Po zeszłotygodniowym remisie z Piastem Gliwice do stolicy Wielkopolski drużyna trenera Wojciecha Stawowego jedzie po drugi tej wiosny wyjazdowy komplet punktów. - Obserwowaliśmy Wartę w meczu z Odrą Wodzisław i trzeba powiedzieć, że jest to silna drużyna, ale jak najbardziej w naszym zasięgu. Przeanalizowaliśmy dokładnie grę rywala i wiemy, jakie są najsłabsze punkty tej drużyny. Będziemy chcieli to w niedzielnym spotkaniu wykorzystać - zapowiada Marcin Gabor, drugi trener Gieksy.
Jesiennie starcie obu drużyn przy Bukowej zakończyło się remisem 1:1 (1:0). W głowach zawodników katowickiej drużyny to spotkanie nie jest już rozpamiętywane. - Nie ma znaczenia to, jak zagraliśmy jesienią. W niedzielę czeka nas zupełnie inny mecz i chcemy szalę zwycięstwa przechylić na swoją stronę. Trzy punkty przywiezione z Poznania są jak najbardziej w naszym zasięgu - przekonuje Kamil Cholerzyński, pomocnik katowickiego pierwszoligowca.
W pierwszym spotkaniu obu drużyn bramkę dla Gieksy zdobył Paweł Olkowski. Dla młodego obrońcy GKS mecz stał pod znakiem wielkiej euforii po debiutanckim trafieniu i rozgoryczeniu, po głupio zebranej czerwonej kartce. W niedzielnym starciu 21-latek powinien pojawić się na boisku po tygodniowej pauzie za nadmiar żółtych kartek. Do gry wracają też Marek Pączek i Grzegorz Goncerz, którzy w meczu z Piastem nie wystąpili z powodu urazów.

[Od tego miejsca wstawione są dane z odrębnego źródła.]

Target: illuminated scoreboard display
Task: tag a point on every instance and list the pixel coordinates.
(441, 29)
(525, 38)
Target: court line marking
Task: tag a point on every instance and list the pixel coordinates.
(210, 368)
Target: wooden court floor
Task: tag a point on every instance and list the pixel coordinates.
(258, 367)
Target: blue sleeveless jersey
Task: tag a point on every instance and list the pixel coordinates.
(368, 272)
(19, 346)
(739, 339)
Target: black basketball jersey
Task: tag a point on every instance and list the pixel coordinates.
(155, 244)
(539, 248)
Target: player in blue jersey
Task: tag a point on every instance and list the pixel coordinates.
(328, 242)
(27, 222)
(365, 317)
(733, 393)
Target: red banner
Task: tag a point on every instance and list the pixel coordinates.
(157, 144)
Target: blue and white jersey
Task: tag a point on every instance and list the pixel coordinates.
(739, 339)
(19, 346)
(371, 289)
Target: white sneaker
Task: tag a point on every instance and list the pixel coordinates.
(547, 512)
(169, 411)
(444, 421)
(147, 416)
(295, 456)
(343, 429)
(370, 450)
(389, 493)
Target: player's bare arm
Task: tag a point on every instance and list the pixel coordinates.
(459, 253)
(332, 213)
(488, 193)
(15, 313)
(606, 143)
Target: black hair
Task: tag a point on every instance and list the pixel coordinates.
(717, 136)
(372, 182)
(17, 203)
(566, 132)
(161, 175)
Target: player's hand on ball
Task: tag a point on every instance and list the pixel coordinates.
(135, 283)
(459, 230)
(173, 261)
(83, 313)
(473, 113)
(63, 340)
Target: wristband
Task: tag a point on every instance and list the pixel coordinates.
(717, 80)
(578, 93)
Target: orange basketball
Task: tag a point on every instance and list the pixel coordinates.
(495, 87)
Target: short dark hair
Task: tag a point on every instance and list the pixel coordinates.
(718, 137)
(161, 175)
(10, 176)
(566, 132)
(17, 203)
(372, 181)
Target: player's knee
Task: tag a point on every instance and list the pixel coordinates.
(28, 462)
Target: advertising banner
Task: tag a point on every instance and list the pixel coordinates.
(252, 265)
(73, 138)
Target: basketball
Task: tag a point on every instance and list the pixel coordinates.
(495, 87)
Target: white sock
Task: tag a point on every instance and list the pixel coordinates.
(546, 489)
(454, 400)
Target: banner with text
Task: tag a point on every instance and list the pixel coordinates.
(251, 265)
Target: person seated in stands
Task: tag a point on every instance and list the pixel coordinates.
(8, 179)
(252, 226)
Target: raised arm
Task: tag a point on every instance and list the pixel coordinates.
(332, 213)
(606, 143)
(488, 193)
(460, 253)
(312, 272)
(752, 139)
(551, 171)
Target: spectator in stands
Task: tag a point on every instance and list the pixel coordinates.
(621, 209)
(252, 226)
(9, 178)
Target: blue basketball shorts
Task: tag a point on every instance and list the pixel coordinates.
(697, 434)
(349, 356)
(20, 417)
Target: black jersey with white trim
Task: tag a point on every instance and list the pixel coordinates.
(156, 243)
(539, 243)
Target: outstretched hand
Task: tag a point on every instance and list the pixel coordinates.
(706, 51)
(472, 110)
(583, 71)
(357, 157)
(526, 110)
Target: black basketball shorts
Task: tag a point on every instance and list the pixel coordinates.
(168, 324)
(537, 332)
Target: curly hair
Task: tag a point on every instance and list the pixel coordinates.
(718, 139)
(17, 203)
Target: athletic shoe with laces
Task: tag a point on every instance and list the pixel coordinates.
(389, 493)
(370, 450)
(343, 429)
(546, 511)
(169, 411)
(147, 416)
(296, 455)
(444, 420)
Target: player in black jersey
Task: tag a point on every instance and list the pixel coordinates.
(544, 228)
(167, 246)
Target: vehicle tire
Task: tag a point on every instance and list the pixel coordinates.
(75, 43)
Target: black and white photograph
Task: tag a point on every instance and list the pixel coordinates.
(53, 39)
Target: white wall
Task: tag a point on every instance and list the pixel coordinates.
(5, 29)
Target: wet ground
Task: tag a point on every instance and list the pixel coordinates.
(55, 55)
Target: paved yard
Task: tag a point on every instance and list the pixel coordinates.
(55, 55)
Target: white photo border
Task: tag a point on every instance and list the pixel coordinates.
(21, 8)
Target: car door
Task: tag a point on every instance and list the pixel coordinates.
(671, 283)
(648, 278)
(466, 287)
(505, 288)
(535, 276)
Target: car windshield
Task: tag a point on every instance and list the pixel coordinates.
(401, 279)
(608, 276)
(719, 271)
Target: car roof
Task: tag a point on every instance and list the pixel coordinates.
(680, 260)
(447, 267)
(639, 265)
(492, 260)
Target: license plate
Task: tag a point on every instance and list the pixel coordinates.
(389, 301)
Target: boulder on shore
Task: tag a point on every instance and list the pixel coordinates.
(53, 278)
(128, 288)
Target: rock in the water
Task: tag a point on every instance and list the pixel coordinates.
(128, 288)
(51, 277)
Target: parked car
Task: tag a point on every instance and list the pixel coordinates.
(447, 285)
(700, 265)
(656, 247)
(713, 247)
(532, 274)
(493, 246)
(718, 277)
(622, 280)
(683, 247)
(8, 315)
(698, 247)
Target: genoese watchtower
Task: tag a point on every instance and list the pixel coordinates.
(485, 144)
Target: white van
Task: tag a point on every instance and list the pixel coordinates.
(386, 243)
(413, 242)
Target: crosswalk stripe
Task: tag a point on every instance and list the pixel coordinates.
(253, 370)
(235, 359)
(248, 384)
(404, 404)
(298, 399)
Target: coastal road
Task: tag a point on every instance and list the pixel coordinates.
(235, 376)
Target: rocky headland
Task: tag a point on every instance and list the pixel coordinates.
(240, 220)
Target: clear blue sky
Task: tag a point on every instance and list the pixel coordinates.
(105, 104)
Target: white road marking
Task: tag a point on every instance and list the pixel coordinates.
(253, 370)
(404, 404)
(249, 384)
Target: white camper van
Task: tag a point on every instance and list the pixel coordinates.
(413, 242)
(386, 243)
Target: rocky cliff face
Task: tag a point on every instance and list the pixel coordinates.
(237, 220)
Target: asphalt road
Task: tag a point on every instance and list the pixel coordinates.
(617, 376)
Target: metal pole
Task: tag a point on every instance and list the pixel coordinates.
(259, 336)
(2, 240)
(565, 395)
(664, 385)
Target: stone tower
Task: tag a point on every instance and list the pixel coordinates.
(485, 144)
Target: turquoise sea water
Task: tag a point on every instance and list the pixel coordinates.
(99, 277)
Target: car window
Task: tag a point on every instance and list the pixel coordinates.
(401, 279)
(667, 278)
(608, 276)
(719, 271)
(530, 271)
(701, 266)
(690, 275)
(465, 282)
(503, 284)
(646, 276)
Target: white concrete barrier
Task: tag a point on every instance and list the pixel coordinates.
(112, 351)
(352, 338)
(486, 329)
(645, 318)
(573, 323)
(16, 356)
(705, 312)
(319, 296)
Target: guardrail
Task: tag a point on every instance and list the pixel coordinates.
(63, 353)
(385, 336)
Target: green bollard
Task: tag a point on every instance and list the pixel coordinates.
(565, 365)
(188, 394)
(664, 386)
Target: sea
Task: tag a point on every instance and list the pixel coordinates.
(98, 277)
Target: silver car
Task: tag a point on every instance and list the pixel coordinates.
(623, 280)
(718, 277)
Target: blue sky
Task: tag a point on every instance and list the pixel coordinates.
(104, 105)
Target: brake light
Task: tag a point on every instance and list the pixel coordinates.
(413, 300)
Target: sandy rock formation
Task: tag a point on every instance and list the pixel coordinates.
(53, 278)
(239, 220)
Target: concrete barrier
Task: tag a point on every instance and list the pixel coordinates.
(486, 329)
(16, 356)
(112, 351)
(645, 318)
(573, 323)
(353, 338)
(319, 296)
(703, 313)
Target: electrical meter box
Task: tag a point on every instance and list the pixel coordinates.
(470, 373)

Po stronie nieobecnych w drużynie z Bukowej należy zaznaczyć Andrzeja Wiśniewskiego, który zmaga się z urazem i Michała Zielińskiego, dochodzącego do pełni sił po operacji pachwiny. - Michał znalazł się w trudnej sytuacji, bo zabieg musieliśmy wykonać po trudnym dla niego okresie przygotowawczym. Nie traci on jednak pogody ducha. Cały czas go wspieramy, a on swoim optymizmem zaraża chłopaków w szatni. W niedzielę pojedzie z nami do Poznania, żeby dopingować zespół - puentuje Gabor.